3. Rhetorical Features
The sentence pattern of English proverbs is concise and the boundary tone is harmony. In addition, a large number of rhetorical devices express its art style. There are over dozens of rhetorics used in English proverbs. The following introduction from the three aspects of lexical devices, syntactical devices and phonetic devices briefly.
3.1 Lexical devices
In English proverbs, the figure of speech is used frequently. And the metaphor, personification, hyperbole, pun and antonym are more common.
3.1.1 Comparison
Comparison is the most common rhetorical device. It is used almost everywhere. It refers to an imaginative way of describing something by saying that it is something else which has the qualities that you are trying to describe. The abstract thing or principle can be expressed specifically, and easy to understand with tropes. The common metaphorical ways can be pided into the followings.
(1) Simile
Simile is a stated comparison between two things that really are very different, but sharing some common elements. Similes are introduced by the use of “like” or “as”. Here are some instances:
There is no place like home.金窝银窝,不如自己的狗窝。
Choose an author as you choose a friend.择书如择友。
Beauty fades like a flower.色衰似花谢。 (Li, Feng 6)
(2) Metaphor
A metaphor, like a simile, is a comparison made by referring to one thing as another. But in a metaphor, the comparison is implied rather than stated. In metaphors, as in similes, the two things being compared must be essentially different.(Wang, Zhang 97)

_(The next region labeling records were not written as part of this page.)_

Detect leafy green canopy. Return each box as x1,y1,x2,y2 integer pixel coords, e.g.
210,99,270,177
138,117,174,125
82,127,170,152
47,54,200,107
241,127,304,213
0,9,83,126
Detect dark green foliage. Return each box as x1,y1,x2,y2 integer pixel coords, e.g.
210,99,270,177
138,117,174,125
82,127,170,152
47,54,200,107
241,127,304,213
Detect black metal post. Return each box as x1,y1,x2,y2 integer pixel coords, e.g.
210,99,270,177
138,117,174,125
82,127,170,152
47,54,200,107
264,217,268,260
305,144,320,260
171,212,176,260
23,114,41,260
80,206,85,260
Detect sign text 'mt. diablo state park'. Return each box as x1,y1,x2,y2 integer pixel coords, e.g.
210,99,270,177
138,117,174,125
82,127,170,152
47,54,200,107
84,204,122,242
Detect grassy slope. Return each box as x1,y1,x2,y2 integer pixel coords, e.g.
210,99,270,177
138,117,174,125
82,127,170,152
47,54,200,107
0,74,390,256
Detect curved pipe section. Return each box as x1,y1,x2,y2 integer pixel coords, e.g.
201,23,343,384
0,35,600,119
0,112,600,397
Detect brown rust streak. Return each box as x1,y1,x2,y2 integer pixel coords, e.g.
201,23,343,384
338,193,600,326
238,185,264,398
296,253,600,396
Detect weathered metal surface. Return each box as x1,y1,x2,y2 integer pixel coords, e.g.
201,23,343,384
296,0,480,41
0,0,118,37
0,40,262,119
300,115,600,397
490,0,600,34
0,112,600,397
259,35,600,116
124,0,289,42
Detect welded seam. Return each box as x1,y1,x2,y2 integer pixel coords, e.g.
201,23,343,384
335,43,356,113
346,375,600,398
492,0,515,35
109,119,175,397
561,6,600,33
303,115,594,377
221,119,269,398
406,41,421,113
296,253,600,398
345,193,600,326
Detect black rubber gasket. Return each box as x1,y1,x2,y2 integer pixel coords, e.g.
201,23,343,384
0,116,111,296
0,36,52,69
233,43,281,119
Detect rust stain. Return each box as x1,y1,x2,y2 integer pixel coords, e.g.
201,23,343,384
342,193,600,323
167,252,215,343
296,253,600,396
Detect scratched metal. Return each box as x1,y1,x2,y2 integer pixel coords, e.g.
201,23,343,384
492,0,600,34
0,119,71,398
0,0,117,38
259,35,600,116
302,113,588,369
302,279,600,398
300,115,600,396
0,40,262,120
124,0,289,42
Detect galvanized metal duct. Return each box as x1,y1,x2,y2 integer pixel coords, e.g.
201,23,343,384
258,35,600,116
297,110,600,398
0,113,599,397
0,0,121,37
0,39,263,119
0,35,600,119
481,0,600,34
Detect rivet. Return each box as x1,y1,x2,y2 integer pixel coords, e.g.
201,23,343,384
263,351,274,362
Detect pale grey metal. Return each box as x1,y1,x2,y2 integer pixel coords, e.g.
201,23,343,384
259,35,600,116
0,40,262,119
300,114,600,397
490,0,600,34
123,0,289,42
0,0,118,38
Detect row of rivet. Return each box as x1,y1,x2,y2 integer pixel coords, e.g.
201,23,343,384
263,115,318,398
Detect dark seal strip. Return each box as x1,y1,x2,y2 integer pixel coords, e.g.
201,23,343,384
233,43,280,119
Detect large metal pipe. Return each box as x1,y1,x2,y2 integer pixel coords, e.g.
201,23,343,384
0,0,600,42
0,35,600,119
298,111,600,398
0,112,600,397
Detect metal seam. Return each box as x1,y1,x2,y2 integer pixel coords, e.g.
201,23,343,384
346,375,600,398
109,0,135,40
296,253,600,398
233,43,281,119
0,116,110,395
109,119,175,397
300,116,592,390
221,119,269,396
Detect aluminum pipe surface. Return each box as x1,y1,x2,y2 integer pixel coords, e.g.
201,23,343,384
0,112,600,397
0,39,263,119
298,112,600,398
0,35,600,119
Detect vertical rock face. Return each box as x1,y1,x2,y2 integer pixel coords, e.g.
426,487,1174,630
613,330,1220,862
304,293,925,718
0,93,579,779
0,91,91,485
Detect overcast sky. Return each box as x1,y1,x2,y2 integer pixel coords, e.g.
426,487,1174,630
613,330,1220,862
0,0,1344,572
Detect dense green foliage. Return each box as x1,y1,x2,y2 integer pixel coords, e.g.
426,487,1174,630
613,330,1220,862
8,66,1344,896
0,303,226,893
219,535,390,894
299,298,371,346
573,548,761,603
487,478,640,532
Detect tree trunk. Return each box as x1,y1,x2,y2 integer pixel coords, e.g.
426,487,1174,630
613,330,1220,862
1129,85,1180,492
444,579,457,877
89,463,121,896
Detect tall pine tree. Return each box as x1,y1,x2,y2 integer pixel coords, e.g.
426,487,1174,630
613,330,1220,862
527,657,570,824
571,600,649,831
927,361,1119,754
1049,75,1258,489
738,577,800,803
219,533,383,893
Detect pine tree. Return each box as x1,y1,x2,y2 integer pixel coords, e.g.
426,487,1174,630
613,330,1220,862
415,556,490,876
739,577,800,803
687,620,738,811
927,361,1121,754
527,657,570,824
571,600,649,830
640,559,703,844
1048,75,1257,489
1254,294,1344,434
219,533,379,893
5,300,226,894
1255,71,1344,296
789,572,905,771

In a metaphor, the comparison would appear simply as:来!自~优尔论-文|网www.youerw.com
A good book is the best of friends, the same today and forever.
好书如相伴终生的挚友。
A dwarf on a giant’s shoulders sees the farther of the two.
侏孺站在巨人的肩上,会看得更远。
Speech is the picture of the mind.
言论是心灵的写照。
3.1.2 Personification
Personification is a form of metaphor in which a lifeless object, an animal, or an idea is made to act like a person. Such as:
Walls have ears.隔墙有耳。
Time and tide wait for no man.时不我待。